# Digit recognizer using Keras hyperparameter tuner 


### Content:
1. **Introduction**
2. **Preprocess the data**
    * 2.1. Load data
    * 2.2. Prepare data
    * 2.4. Format y_train
    * 2.5. Normalize, reshape and split data
    * 2.6. Draw some digits
3. **Data augmentation**
4. **Hyperparameter tuning**
    * 4.1. Build hypermodel
    * 4.2. Hyperband tuner
    * 4.3. Tuner search
    * 4.4. Best models
5. **Fit the model**
    * 5.1. Summaries of best models
    * 5.2. Select the model
    * 5.3. Callbacks
    * 5.4. Fit the model
6. **Plot and evaluate the results**
7. **Predict**
8. **Tensorboard**


## 1. Introduction 
The indea in this notebook is to improve the "Hello world" of machine learning using [Keras tuner](https://github.com/keras-team/keras-tuner). To save precious time and to speed up and simplify the process of choosing the right hyperparameters of the model, it is possible to use a tuner. Kera's relatively new library is well suited for this. It allows to automatically play through different parameters and at the end - very conveniently - spits out the desired number of best models. These can then be processed in the further course. 

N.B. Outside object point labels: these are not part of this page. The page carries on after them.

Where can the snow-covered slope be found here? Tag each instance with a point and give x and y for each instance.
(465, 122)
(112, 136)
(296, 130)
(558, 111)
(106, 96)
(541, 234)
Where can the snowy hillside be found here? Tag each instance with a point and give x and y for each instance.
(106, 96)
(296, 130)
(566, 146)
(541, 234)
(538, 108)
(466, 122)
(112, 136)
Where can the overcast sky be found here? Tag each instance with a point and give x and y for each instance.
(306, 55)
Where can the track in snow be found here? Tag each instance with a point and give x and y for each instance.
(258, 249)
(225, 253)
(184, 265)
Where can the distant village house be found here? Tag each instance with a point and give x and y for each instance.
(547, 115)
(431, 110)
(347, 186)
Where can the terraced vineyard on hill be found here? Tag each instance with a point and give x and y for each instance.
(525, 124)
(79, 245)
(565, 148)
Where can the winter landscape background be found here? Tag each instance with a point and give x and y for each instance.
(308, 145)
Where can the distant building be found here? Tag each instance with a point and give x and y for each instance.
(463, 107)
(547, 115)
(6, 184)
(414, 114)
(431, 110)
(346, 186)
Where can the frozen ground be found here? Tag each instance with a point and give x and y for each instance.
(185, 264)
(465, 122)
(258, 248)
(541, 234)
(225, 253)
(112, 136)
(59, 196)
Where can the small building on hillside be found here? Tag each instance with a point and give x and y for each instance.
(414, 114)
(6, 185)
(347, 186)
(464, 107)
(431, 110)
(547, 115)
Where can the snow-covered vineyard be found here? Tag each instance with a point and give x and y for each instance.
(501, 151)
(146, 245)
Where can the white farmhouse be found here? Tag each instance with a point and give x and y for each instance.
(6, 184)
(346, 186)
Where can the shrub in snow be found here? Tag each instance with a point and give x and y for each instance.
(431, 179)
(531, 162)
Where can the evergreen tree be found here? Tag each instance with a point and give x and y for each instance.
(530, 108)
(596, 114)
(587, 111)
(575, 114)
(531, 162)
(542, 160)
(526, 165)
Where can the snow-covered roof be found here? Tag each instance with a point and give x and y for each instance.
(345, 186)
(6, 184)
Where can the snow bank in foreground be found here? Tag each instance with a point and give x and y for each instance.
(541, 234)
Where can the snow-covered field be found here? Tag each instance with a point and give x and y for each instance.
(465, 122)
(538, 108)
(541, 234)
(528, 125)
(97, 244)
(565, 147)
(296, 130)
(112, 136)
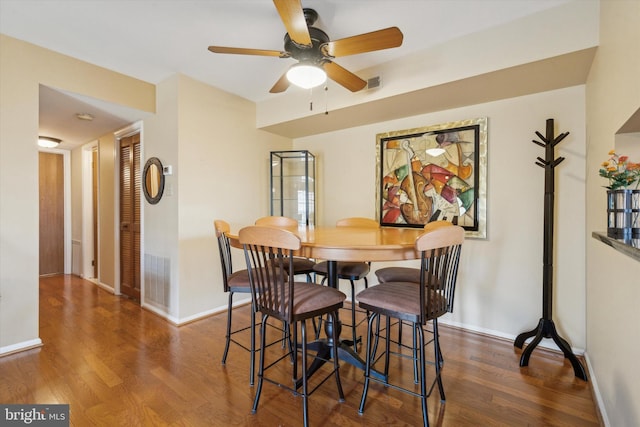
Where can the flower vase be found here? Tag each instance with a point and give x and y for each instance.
(623, 214)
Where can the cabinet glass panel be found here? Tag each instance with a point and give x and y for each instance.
(293, 185)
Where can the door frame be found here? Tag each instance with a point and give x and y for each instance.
(66, 165)
(123, 133)
(88, 236)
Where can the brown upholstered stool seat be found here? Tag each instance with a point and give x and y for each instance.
(400, 300)
(239, 282)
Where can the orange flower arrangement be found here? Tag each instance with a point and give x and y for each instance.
(620, 172)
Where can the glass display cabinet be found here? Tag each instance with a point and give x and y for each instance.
(293, 185)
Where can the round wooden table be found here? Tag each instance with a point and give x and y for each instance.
(349, 244)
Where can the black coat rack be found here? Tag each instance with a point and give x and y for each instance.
(546, 327)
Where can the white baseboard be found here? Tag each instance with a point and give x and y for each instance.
(22, 346)
(596, 392)
(547, 344)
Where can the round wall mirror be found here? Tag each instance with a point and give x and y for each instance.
(153, 180)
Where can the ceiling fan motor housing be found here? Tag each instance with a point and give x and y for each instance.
(310, 54)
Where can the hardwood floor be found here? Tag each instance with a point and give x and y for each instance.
(119, 365)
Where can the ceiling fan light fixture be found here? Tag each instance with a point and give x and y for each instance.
(306, 76)
(48, 142)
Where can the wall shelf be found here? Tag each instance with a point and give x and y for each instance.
(628, 247)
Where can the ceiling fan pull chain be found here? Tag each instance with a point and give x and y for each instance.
(326, 109)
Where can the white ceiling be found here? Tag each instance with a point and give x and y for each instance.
(154, 39)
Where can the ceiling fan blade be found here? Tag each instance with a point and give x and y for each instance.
(293, 18)
(243, 51)
(344, 77)
(368, 42)
(281, 85)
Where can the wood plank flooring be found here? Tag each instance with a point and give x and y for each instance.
(119, 365)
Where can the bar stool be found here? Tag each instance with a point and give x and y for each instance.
(432, 298)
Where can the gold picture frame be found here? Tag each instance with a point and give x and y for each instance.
(448, 179)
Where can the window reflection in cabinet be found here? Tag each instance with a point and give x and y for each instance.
(293, 185)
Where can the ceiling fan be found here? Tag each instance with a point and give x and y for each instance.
(314, 50)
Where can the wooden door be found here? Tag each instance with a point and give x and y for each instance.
(51, 190)
(130, 186)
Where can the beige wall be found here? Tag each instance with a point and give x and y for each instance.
(23, 68)
(220, 170)
(500, 286)
(613, 279)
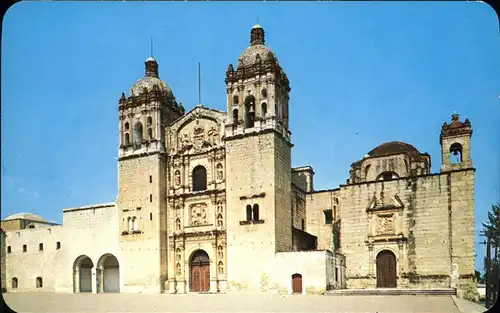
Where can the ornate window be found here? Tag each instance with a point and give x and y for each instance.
(220, 172)
(138, 134)
(387, 176)
(456, 153)
(249, 111)
(127, 139)
(39, 282)
(255, 212)
(199, 178)
(177, 177)
(249, 213)
(235, 116)
(328, 216)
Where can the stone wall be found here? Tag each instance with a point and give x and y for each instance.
(415, 219)
(90, 231)
(317, 203)
(140, 197)
(250, 179)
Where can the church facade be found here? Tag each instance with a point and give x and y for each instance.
(208, 201)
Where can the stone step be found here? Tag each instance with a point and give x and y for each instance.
(393, 292)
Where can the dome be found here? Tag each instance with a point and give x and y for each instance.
(148, 82)
(249, 56)
(26, 216)
(393, 147)
(150, 79)
(257, 47)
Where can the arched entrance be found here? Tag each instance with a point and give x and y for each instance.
(297, 283)
(199, 270)
(108, 274)
(386, 270)
(82, 274)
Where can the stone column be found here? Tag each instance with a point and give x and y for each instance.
(94, 280)
(76, 279)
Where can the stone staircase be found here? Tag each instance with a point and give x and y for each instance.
(393, 292)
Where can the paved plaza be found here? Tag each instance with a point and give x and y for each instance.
(50, 302)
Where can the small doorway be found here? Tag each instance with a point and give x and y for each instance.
(297, 284)
(199, 268)
(386, 270)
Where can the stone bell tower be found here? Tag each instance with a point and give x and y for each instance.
(455, 142)
(258, 158)
(142, 180)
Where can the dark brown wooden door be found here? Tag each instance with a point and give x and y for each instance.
(297, 283)
(200, 272)
(386, 270)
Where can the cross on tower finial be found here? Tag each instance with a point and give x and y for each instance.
(151, 46)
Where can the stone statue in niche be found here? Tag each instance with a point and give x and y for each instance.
(220, 252)
(385, 225)
(213, 136)
(219, 221)
(185, 140)
(198, 214)
(177, 178)
(220, 172)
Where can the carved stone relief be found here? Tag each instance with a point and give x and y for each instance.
(385, 224)
(198, 214)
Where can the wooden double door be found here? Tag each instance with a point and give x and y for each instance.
(200, 272)
(386, 270)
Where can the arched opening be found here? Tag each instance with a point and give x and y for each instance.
(386, 270)
(235, 116)
(387, 176)
(199, 178)
(249, 213)
(297, 283)
(127, 139)
(108, 274)
(177, 177)
(219, 220)
(456, 153)
(249, 111)
(220, 172)
(39, 282)
(367, 169)
(82, 271)
(199, 269)
(264, 110)
(138, 135)
(255, 212)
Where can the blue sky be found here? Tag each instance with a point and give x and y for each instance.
(361, 74)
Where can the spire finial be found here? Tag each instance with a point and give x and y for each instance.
(151, 54)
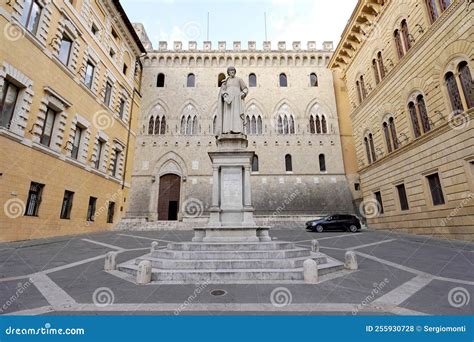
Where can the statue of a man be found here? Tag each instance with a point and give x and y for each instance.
(231, 107)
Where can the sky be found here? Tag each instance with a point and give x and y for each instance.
(243, 20)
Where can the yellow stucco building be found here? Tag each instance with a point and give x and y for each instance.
(70, 98)
(407, 66)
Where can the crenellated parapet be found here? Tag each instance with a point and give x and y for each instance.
(177, 46)
(205, 55)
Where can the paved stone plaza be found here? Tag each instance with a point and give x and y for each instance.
(398, 274)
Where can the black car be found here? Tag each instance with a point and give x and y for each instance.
(334, 222)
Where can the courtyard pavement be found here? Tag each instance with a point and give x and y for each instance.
(398, 275)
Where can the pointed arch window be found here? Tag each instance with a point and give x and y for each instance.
(160, 80)
(283, 80)
(453, 92)
(324, 124)
(288, 163)
(252, 80)
(191, 81)
(414, 119)
(376, 71)
(255, 163)
(151, 124)
(313, 80)
(466, 83)
(406, 35)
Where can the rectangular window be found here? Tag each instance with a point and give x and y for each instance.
(67, 205)
(65, 49)
(110, 212)
(435, 188)
(100, 147)
(91, 209)
(31, 15)
(108, 93)
(378, 198)
(48, 127)
(402, 195)
(115, 162)
(121, 108)
(77, 142)
(89, 78)
(8, 103)
(34, 199)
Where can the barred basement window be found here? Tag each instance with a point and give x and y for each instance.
(402, 196)
(67, 205)
(34, 199)
(110, 212)
(436, 189)
(91, 209)
(48, 127)
(378, 198)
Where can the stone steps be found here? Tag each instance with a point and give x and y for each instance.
(228, 276)
(230, 264)
(257, 246)
(228, 255)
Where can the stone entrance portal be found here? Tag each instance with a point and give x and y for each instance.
(168, 197)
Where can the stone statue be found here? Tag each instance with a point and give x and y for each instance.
(231, 107)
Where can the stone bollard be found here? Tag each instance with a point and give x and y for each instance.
(110, 261)
(310, 271)
(154, 246)
(144, 272)
(351, 261)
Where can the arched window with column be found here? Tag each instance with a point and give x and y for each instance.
(466, 83)
(288, 163)
(313, 80)
(220, 79)
(414, 119)
(252, 80)
(322, 163)
(255, 163)
(191, 81)
(151, 124)
(406, 35)
(453, 92)
(283, 80)
(375, 69)
(160, 80)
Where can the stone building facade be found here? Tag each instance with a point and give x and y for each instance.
(291, 122)
(408, 69)
(69, 103)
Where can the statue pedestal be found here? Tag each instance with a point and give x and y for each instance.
(231, 213)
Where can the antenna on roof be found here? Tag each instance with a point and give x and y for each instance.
(207, 26)
(265, 20)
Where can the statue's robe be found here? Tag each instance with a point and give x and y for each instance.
(231, 107)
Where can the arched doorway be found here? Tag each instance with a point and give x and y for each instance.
(168, 197)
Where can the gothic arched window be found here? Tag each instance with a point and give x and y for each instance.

**Hyperparameter tuning is a time consuming process. This also applies to the automated version. So sit back and have a cup of coffee ☕️ and eat a cookie 🍪 - or simply adjust the tuner, epochs, etc. to your needs.**

To get an overview over the result of the fitting check out the [tensorboard](https://www.tensorflow.org/tensorboard/) (link provided in 1.2.).

Install keras tuner

In [None]:
pip install -U keras-tuner

In [None]:
import numpy as np 
import pandas as pd
import tensorflow as tf
from keras.utils.np_utils import to_categorical
from tensorflow.keras import Model
from sklearn.model_selection import train_test_split
from tensorflow.keras.layers import Input, Dense, Conv2D, MaxPooling2D, Flatten, BatchNormalization, Dropout, AveragePooling2D
from tensorflow.keras.preprocessing.image import ImageDataGenerator
from tensorflow.keras.optimizers import RMSprop, Adam
from tensorflow.keras.losses import CategoricalCrossentropy
import matplotlib.pyplot as plt
from tensorflow.keras.callbacks import ReduceLROnPlateau, TensorBoard, EarlyStopping
from kerastuner.tuners import Hyperband
import datetime, os, tensorboard, random, IPython

%matplotlib inline
%load_ext tensorboard

# 2. Preprocess the data
#### The data provided needs to be processed so it suits the model and can easier be proccessed. This contains e.g. reshaping it so it suits the `Conv2D` layer from Keras.

### 2.1. Load data
Load the `train` and the `test` data set using pandas `read_csv` method. 

In [None]:
(X_train, y_train),(X_test, y_test) = tf.keras.datasets.mnist.load_data(path="mnist.npz")

### 2.2. Prepare data
Create `t_train` and drop the label layer from the data set.

In [None]:
print(f'Shape of the raw X_train: {X_train.shape}')

### 2.3. Format y_train
The labels need to be processed from scalars to one-hot vectors. 

In [None]:
y_train = to_categorical(y_train, num_classes=10)
print(f'Shape of the categorised procced y_train: {y_train.shape}')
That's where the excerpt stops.